Understanding FSDP prefetching

How can I get a better understanding of the prefetching process during FSDP1/2 forward and backward?

I hope to learn the following:

  • The maximum amount of memory overhead prefetching will consume
  • The point at which a given parameter’s prefetch will be triggered
  • If FSDP1/2 exposes any hooks for when parameter / gradient fetching is initiated.

I should write a more detailed post on this at some point. Let me get back to you.

3 Likes

Maybe It’s a bit old, but check this post! FSDP & CUDACachingAllocator: an outsider newb perspective - distributed - PyTorch Developer Mailing List

1 Like

Currently, I do not know whether FSDP2 will actively prefetch the gradients for the last layer (the first layer to be computed in the backward pass) in a training step.

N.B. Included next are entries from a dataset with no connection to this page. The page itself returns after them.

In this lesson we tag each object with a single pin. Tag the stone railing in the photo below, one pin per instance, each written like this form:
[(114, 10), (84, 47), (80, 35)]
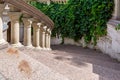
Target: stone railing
[(33, 21)]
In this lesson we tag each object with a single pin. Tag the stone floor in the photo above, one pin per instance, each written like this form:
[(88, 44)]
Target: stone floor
[(64, 62), (77, 63)]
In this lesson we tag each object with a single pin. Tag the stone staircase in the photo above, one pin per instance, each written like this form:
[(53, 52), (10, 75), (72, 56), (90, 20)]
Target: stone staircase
[(89, 66)]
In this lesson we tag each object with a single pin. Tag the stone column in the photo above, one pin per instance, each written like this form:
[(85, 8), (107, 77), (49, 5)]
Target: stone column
[(27, 32), (49, 39), (116, 14), (36, 36), (43, 36), (14, 16), (2, 6)]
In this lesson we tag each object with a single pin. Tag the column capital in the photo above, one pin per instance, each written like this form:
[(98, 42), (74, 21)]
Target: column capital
[(36, 25), (2, 6), (39, 24), (44, 28), (14, 15)]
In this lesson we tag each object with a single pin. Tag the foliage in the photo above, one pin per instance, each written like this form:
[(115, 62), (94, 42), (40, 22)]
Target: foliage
[(118, 27), (78, 18)]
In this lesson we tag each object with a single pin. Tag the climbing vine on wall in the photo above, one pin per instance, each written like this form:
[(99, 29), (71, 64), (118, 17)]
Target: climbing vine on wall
[(79, 18)]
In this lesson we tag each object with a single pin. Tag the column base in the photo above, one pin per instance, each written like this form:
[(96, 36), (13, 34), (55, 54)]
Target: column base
[(2, 41), (38, 48), (17, 45)]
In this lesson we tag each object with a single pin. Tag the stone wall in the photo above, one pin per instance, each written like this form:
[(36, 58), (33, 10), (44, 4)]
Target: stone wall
[(109, 44)]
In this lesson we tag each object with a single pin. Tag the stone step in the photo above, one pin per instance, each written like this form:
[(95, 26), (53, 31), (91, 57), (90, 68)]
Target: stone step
[(84, 68), (72, 72)]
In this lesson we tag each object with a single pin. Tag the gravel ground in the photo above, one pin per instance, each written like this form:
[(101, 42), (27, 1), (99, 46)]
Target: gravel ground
[(15, 65)]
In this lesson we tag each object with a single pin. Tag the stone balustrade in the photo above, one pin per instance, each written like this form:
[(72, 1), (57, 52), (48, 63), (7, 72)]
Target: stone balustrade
[(36, 34)]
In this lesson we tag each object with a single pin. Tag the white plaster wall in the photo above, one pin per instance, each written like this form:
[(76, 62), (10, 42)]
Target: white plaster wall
[(109, 44)]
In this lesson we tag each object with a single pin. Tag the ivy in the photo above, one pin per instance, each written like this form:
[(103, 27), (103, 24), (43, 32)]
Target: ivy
[(79, 18)]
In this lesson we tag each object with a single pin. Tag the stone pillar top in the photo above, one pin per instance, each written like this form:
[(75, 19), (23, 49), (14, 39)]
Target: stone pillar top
[(14, 15), (13, 8), (44, 28)]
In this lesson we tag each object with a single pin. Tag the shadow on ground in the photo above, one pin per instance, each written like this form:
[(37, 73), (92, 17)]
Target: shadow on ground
[(102, 64)]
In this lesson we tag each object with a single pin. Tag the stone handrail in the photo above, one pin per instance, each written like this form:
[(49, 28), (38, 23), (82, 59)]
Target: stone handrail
[(20, 4)]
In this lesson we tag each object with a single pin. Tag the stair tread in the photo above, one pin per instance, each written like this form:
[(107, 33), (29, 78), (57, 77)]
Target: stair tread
[(76, 72)]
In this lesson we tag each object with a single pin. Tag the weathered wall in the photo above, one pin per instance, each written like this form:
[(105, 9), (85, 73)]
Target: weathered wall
[(109, 44)]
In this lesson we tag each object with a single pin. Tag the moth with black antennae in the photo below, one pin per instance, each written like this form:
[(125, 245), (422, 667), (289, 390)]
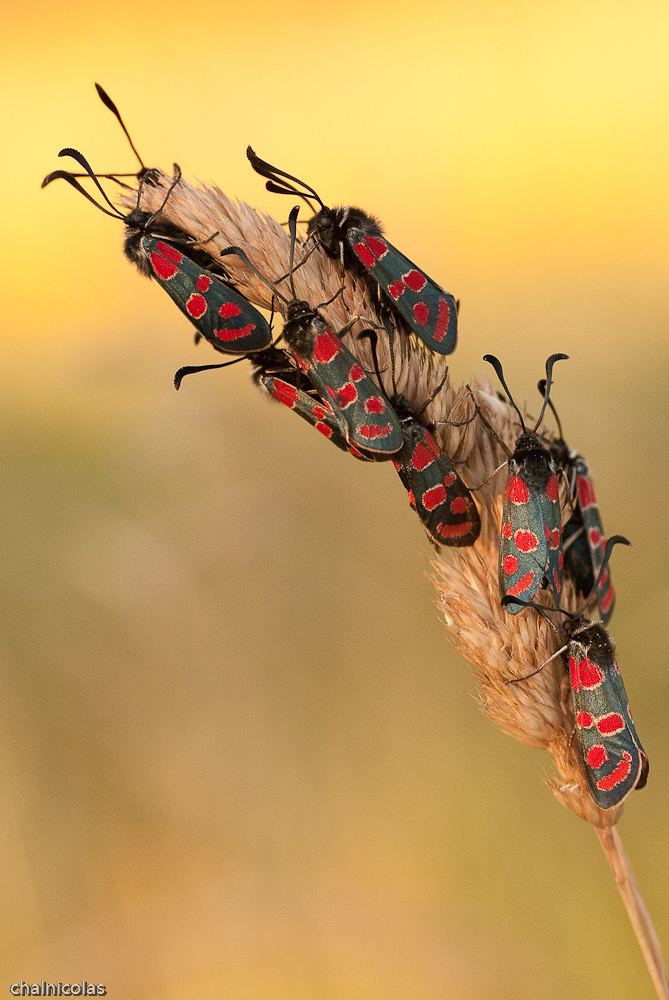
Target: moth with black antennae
[(613, 757), (583, 538), (356, 240), (164, 252), (531, 522), (364, 416)]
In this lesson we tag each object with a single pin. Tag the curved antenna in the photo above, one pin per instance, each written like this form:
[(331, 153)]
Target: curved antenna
[(610, 542), (180, 375), (613, 540), (549, 380), (115, 214), (278, 186), (497, 365), (67, 176), (108, 103), (541, 386), (292, 229)]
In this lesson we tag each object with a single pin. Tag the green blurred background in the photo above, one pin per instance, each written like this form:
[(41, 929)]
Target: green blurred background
[(239, 758)]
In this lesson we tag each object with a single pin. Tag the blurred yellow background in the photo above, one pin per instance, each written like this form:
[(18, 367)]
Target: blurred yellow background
[(238, 756)]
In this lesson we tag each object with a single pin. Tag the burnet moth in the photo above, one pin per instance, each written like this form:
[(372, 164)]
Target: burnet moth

I have not inspected fsdp2’s source code in detail, and imagine the following "What if"s:

  • FSDP never reshards the gradients of the root FSDP module, but only shards inner wrapped FSDP submodules
  • FSDP starts to gather the root module’s grads when .backward() occurs, leading to an initial blocking step before any computation can occur
  • FSDP is aware of the computational graph (even in eager?) and gathers an appropriate FSDPParamGroup ahead of time, after it has tracked the first backward()

Are any of the above cases true? What really happens?